WCG problems

Assimilator1

Elite Member
Nov 4, 1999
24,120
507
126
I've noticed for a couple of days or so that results haven't been uploading. I tried to find out from WCG's website what was going on, and it seems only the front page is working.
Clicking on multiple links there, they all came up with errors, including their forums.

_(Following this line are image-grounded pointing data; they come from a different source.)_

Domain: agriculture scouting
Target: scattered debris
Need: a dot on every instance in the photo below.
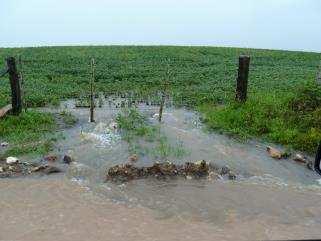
(50, 158)
(300, 158)
(12, 160)
(113, 125)
(16, 168)
(275, 153)
(310, 165)
(189, 170)
(4, 144)
(133, 158)
(51, 169)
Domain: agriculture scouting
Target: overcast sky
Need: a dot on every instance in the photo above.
(271, 24)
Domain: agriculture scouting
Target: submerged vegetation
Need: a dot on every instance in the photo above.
(31, 132)
(283, 105)
(139, 133)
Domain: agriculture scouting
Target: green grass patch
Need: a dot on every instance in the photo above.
(31, 132)
(292, 119)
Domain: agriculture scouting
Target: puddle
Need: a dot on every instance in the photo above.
(278, 188)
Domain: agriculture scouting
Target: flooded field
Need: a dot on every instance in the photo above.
(270, 199)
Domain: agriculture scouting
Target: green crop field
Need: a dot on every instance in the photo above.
(284, 103)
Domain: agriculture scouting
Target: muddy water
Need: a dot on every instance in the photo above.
(269, 200)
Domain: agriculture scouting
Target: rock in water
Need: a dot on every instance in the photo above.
(50, 158)
(310, 165)
(12, 160)
(300, 158)
(4, 144)
(274, 153)
(51, 169)
(68, 159)
(133, 158)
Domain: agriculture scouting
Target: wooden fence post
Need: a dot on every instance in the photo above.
(15, 86)
(92, 102)
(318, 160)
(242, 78)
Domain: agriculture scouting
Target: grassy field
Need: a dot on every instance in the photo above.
(284, 102)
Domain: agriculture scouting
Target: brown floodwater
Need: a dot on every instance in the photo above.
(270, 199)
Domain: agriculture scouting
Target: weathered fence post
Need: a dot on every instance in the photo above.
(318, 78)
(317, 160)
(161, 108)
(22, 84)
(242, 78)
(92, 103)
(15, 86)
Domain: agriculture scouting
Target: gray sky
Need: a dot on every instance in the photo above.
(272, 24)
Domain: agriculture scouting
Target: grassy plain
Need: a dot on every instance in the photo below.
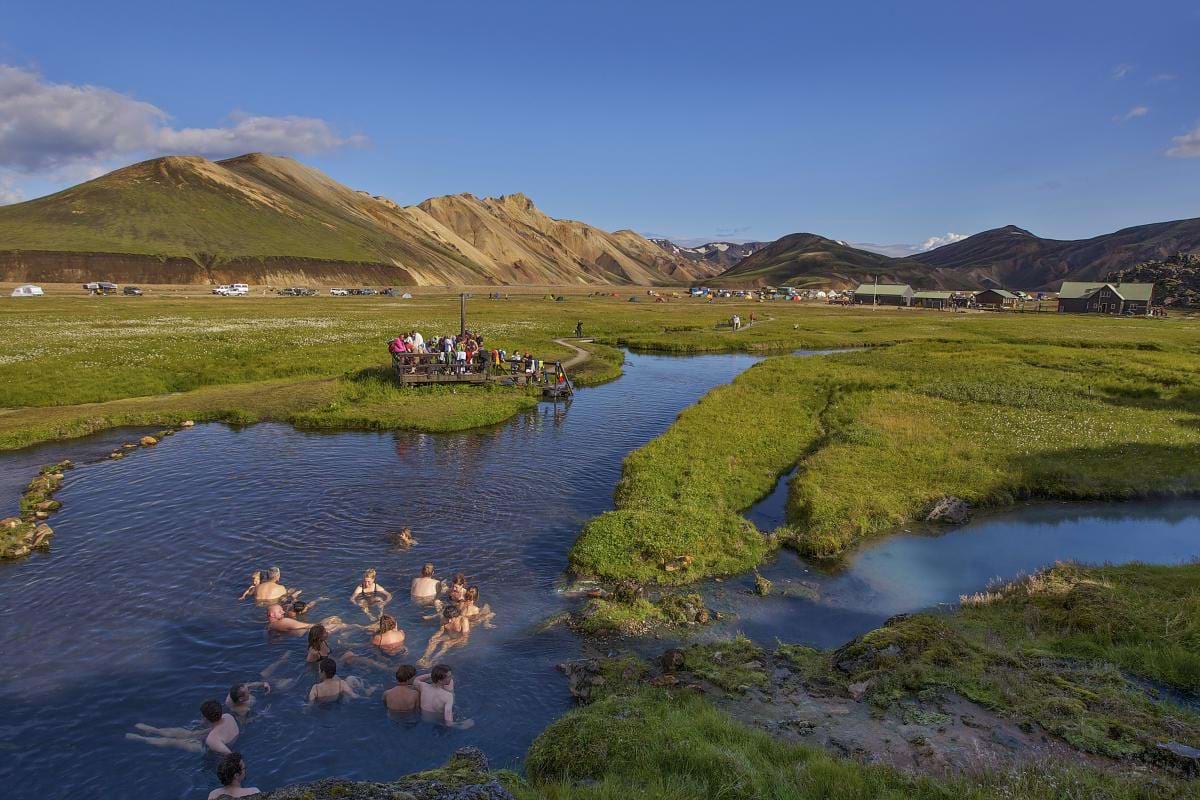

Anyone know what's going on?

>>>>[edit] Their forums are back up now, latest info here (or at the twitter link provided below by Skillz)<<<<
 
Last edited:

Skillz

Senior member
Feb 14, 2014
933
959
136
Last edited:

crashtech

Lifer
Jan 4, 2013
10,530
2,116
146

waffleironhead

Diamond Member
Aug 10, 2005
6,920
431
136
Thats why my potato fleet was inactive. Had to switch them over to asteroids for time being. Hopefully they get it sorted.
 

crashtech

Lifer
Jan 4, 2013
10,530
2,116
146
The most recent news on WCG's storage array problems, most recently edited (update #5, presumably) 2 days ago:
Hello everyone, hope you had a great weekend. We are still working with data centre to resolve the hardware failure so we can restart the storage, BOINC and website ASAP. We will post updates as we receive them. Thank you for your patience.
Update: Unfortunately, additional hardware problem on the storage server besides the RAID card are preventing us from restarting. Working with the data center on the alternative solutions.
Update #2: Unfortunately, the RAID controller was not the root cause of our storage system failure, the PCI bus failed. Data center is in the process of moving the disks to an alternate system and we will post updates as we progress. Once again, thank you for your patience.
Update #3: As of this morning, the data center continues to work on booting the temporary replacement DSS 7000 storage system. They are attempting multiple alternative strategies to resolve current failures.
Update #4: The "new" system did recognize the data hardware RAIDs. All have been rebuilt, and the data center is attempting to repair the OS drives/RAID.
Update #5: The storage server was revived yesterday late afternoon. Both database filesystems mounted as before, but the science filesystem did not. It needs a repair; erasing the old log first.
 

Markfw

Moderator Emeritus, Elite Member
May 16, 2002
25,599
14,575
136
So, yesterday, I checked and it looked like it was back up. So I added a project to BOINC using WCG, so it looked to be up. But its still waiting for a unit ??? Still a problem.
 

Markfw

Moderator Emeritus, Elite Member
May 16, 2002
25,599
14,575
136
They've put some info up on the WCG site:

Thanks. When it first went down, there was no way to get to that forum, so I was using facebook updates. Those stopped a few days ago. This is really a pisser.
 

crashtech

Lifer
Jan 4, 2013
10,530
2,116
146
Ran across this today, I may have missed some previous updates:
New hardware
While we prepare the new and improved hardware to host our databases and parallel filesystems, we have been using a temporary system provided to us by the data center. All data is confirmed intact and there has been no data loss as we continue to recover. The recovery system is a stand-in for the storage server that failed, selected for hardware compatibility to recover the data. We will not be continuing with the recovery system indefinitely, and it will be discontinued only once the new storage system has been fully installed and synced with the recovery system for a smooth handoff.

BOINC database is UP
The BOINC database is now up and running, joining the website/forums database which has been up since last week. However, upload/download of workunits is paused until we restore the parallel filesystem that supports the workunit management stack, to the state it was in at the time of the hardware failure. Deadlines have been extended and valid results computed during this pause will be credited when we resume.

Website crashes
During the hardware recovery process the website has been intermittently crashing. Looking into the cause we identified bugs that only present themselves in such cases as the BOINC database being offline, and other resources unavailable as we recover the system. The website will now remain available to users in these cases or restart automatically after crashing.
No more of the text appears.